The top three attack types are social engineering, APT, and ransomware.
According to the State of Cybersecurity 2021 Part 2 survey report from ISACA, many firms in India are experiencing a rise in cybersecurity attacks, with 32 percent of respondents reporting more cyberattacks than the previous year.
The report looks at developments in the cyber threat landscape, such as the frequency and types of attacks, trust in cybersecurity teams and cybersecurity awareness initiatives, intricacies in security operations and reporting structures, and cyber maturity as a business imperative.
Rising Cyberattacks
While nearly one-third of businesses are being attacked more frequently, the most frequent types of attacks are similar as in previous years, including social engineering, Advanced Persistent Threat (APT), ransomware, unpatched systems, injection flaws, broken authentication, and sensitive data exposure.

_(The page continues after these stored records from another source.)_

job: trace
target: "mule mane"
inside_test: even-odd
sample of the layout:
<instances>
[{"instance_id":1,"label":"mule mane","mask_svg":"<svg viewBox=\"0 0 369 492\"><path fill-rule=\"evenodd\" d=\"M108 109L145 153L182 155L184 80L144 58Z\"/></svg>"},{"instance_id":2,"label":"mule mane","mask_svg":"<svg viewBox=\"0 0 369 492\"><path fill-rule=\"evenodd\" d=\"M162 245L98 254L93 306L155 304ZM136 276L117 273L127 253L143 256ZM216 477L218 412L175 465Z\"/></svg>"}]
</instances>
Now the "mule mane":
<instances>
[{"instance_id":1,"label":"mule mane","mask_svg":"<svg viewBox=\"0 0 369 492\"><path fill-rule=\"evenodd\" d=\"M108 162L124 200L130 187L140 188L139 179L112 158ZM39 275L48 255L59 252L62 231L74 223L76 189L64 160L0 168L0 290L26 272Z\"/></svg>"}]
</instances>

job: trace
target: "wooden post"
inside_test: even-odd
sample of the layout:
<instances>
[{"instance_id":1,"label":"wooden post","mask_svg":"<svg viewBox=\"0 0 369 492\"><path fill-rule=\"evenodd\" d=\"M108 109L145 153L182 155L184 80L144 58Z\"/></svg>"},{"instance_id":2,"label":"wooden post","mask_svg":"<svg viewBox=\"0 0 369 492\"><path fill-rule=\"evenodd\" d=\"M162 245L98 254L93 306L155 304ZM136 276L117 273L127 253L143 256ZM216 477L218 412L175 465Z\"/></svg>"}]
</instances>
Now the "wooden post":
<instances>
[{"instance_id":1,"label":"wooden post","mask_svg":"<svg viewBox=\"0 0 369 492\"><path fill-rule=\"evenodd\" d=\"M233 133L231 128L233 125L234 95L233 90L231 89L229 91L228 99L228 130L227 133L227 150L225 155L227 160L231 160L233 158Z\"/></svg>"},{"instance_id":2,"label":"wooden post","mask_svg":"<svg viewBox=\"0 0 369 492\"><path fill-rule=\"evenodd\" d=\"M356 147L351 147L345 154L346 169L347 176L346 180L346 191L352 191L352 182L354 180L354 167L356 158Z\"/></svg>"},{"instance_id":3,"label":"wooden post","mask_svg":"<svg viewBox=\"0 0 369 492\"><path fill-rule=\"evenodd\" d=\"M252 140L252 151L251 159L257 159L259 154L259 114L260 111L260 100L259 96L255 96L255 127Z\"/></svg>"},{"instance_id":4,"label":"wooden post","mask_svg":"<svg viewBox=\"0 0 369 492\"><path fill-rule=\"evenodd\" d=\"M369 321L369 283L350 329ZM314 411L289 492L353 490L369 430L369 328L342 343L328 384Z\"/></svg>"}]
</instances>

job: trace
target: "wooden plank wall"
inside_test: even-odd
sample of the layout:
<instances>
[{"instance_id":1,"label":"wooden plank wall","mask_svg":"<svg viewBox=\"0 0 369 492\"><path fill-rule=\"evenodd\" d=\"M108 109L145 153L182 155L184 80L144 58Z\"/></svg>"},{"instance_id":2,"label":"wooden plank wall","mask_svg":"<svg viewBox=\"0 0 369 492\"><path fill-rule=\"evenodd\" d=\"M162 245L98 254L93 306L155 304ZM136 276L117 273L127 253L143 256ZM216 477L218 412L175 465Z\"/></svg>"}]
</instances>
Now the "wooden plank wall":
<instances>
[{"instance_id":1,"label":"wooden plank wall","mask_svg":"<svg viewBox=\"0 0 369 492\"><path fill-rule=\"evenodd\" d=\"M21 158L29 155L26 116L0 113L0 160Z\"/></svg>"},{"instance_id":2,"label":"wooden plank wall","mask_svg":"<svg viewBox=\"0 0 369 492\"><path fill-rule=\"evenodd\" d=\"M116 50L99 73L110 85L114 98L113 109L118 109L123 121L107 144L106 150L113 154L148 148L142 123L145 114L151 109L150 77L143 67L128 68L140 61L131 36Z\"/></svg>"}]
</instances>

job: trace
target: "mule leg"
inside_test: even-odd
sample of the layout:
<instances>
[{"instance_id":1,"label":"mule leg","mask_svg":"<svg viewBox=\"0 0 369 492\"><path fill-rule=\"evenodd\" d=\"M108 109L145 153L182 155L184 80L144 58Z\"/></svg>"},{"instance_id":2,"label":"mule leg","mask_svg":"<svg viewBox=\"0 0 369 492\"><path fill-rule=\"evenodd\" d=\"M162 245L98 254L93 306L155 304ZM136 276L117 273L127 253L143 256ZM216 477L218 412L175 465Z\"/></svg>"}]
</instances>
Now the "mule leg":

According to the report, 29 percent of respondents reported that their company will be targeted by a cyberattack in the coming year. According to the report, 34 percent of respondents believe that firms under-report cybercrime even when it is obliged to do so.
While 74 percent of respondents said their firms perform cyber risk assessments to maintain regulatory compliance, 69 percent said their organizations conduct cyber risk assessments to prevent data loss, indicating that many organizations appreciate the importance of tackling this threat.
David Samuelson, CEO of ISACA, said “With the increase in the number and rate of cyberattacks worldwide, cybersecurity professionals are facing a challenging threat landscape that requires constant vigilance,”
He added “These survey findings illustrate just how essential it continues to be for the global cybersecurity community to actively keep up to date with best practices and training, and ensure their teams are well staffed to detect and respond to attacks.”
Team and Leadership Dynamics in Cybersecurity
When it comes to cybersecurity teams and leadership, the report found that having a CISO at the top is preferred, with 61 percent of respondents indicating their cybersecurity teams report to the CISO vs 16 percent reporting to the CIO. In addition, 40 percent of individuals who responded to the survey felt that cybersecurity training and awareness initiatives have improved overall cybersecurity awareness in their workplaces.